New Handwork in February

Don't get me wrong--I love printed fabric--but recently I've been experimenting with solid fabrics and even a totally different color scheme. I've been exposed to new things and to new places.

Two weeks ago I flew to Santa Fe and got to film a segment of The Quilt Show with friends Ricky Tims and Alex Anderson. The all-morning session was set within the exhibitions halls of the Museum of Indian Art & Culture. How could you not get inspired surrounded by beautiful art, baskets, weaving, and pottery? The Museum is a magical place but you can even see some of the Museum's exhibitions on the web-here's a link  .

In the filming we talked about, and I demonstrated, two different hand techniques: sashiko (Japanese quilting) and the  folded patchwork block called Roof Tile on the Isle of Man but better-known as Log Cabin here in America.

In preparation for the filming, I made a whole wall hanging by hand. The centers of the blocks were squares of bleached vintage linen and the strips various cottons and linen-cotton blends.

Using the center large needle from the Big Stitch pack and ivory #12 perle Presencia cotton, I knew the hand stitching would show well on the dark backing fabric. After completing sixteen blocks, they were sewn in rows and all back seams appliqued together with #60 (thin but very strong) indigo thread.

On the back of the wall hanging, you can clearly see the spiral of white stitches against the indigo fabric and don't even notice that the block backings are seamed together. In researching the pattern, I've learned that the continuous spiral of stitches was considered good luck and that this trail of stitches, and quilt-as-you-go technique, is one of the primary difference between Roof Tile and Log Cabin. Other differences: the strips are folded back 1/3 at a time and there's no batting needed in this quilt.

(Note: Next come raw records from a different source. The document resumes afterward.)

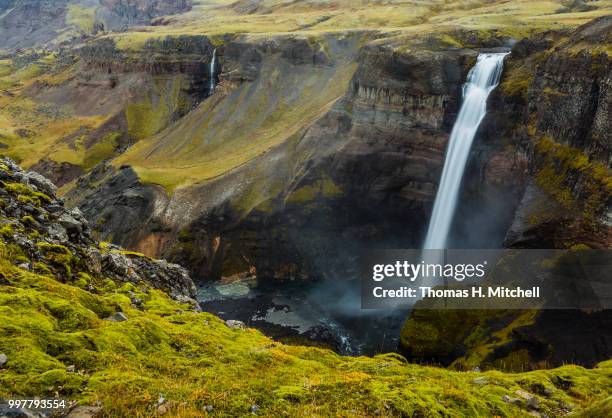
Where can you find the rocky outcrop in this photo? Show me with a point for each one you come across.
(51, 239)
(550, 116)
(364, 173)
(566, 112)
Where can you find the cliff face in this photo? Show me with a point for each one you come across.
(551, 118)
(282, 212)
(49, 239)
(115, 97)
(86, 321)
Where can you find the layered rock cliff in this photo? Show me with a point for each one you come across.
(551, 114)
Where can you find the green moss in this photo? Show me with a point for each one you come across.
(57, 255)
(516, 81)
(195, 358)
(559, 163)
(28, 220)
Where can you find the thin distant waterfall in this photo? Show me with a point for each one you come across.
(213, 64)
(482, 80)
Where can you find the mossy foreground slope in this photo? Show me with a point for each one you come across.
(63, 336)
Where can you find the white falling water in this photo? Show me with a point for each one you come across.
(482, 80)
(213, 64)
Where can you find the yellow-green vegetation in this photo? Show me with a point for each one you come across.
(558, 163)
(516, 18)
(517, 80)
(195, 360)
(81, 17)
(25, 194)
(155, 110)
(226, 132)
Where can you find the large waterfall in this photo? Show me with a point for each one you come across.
(213, 64)
(482, 79)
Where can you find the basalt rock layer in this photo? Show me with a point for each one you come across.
(363, 171)
(47, 238)
(551, 114)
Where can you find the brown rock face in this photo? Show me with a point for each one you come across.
(550, 121)
(363, 174)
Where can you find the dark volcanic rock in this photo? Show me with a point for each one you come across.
(45, 239)
(58, 173)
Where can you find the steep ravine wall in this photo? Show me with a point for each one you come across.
(551, 117)
(364, 174)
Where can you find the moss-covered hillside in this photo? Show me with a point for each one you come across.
(109, 338)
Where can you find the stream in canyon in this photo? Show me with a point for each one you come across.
(323, 312)
(328, 312)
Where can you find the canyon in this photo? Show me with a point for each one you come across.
(318, 145)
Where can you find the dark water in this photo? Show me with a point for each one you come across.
(325, 312)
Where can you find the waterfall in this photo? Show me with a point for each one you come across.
(213, 63)
(482, 80)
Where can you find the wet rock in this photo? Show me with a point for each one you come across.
(235, 324)
(6, 412)
(24, 266)
(59, 173)
(117, 317)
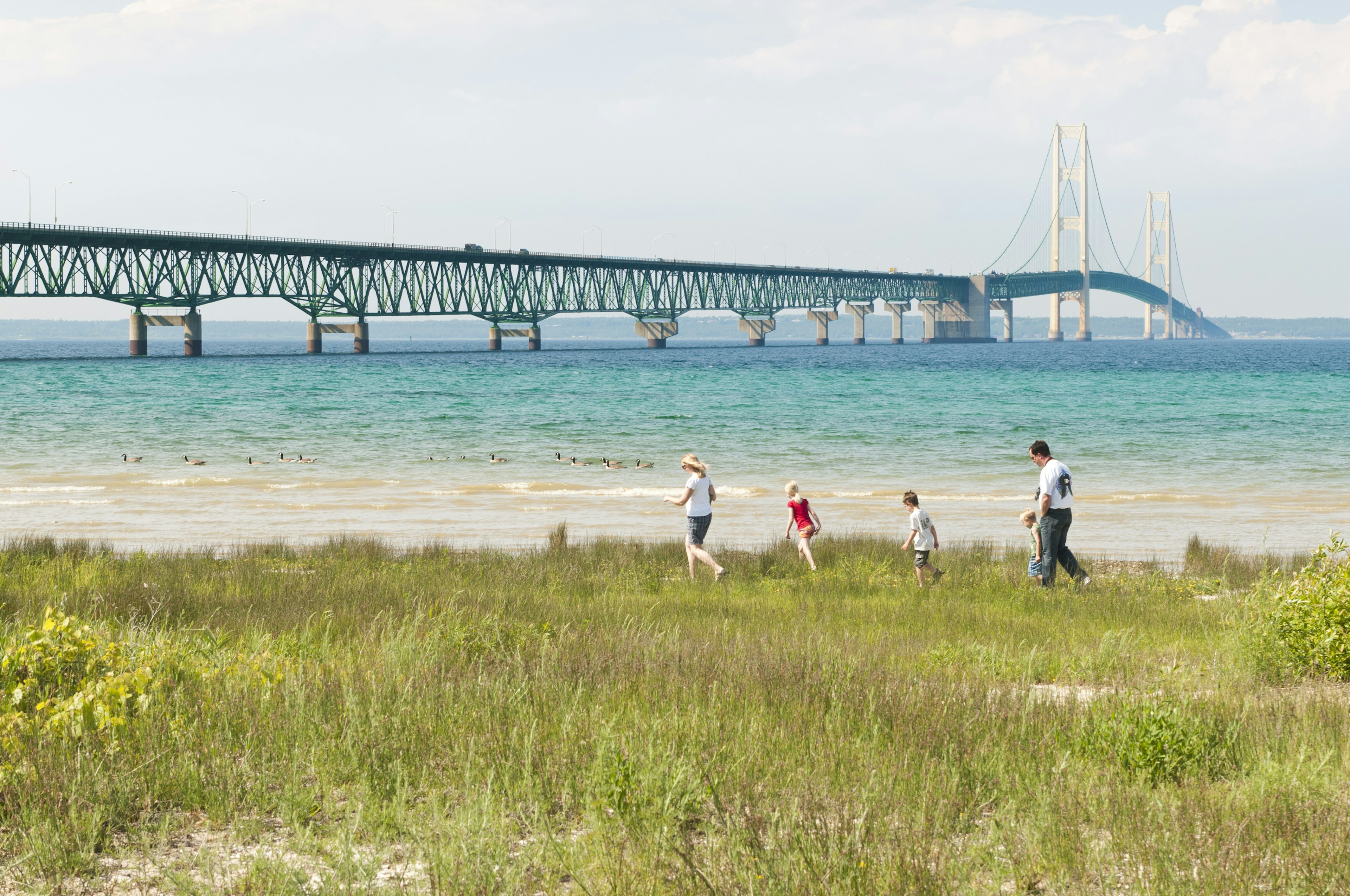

Some quilt historians theorize that Roof Tile is actually the English ancestor of Log Cabin and the fact that we can't accurately document any American Log Cabin quilts older than the late 1850's does indeed suggest Roof Tile might have migrated with settlers to the United States. Many people from Ireland, the Isle of Man, and northern England arrived here between 1820 and 1860 and brought their skills and culture with them.

What Americans added to this quilt pattern is typical--we turned it into a one-layer patchwork pattern like the other quilts we were used to making and gave it a familiar name. The log cabin was already an American icon by 1850 and several presidential candidates, from Harrison to Lincoln, would use the log cabin as a symbol in their campaigns to illustrate their humble roots. "Born in a log cabin on the frontier-" offered proof of a candidate's humble beginnings and even suggested that he would bring a fresh non-politician's view to the office. Sometimes I wonder if times have really changed that much!


  1. Hi Pepper! I'm watching the Quilt Show right now and am so fascinated with the technique. So looking forward to setting up a hand stitching project to take along. Thanks so much!
    Barb Jansz

  2. Thank you so much I am inspired I have watched and watched again your visit to TQS I have started a tiled quilt and it is now 32x40 I plan to make it larger. I was hoping to send you a photo however I couldn't see any way of attaching to this email.

  3. From UK: I have just watched your TQS episode-i now know what to do with all the non-cotton clothing that I can't find a patchworky use for, thanks for sharing with us! I feel ANOTHER WIP project coming on! I had never come across this before.

  4. Hi Pepper, can I get your Big Stitch needles anywhere in the UK or online as I think they would be great to use.

  5. Hi Mary-Sorry my blog did not report your comment so i am months late. Have you called Quilters Haven in Wickham Market? Karin Hellaby (the owner) if she does not have the Big Stitch needles presently in stock can surely get them for you. Good luck!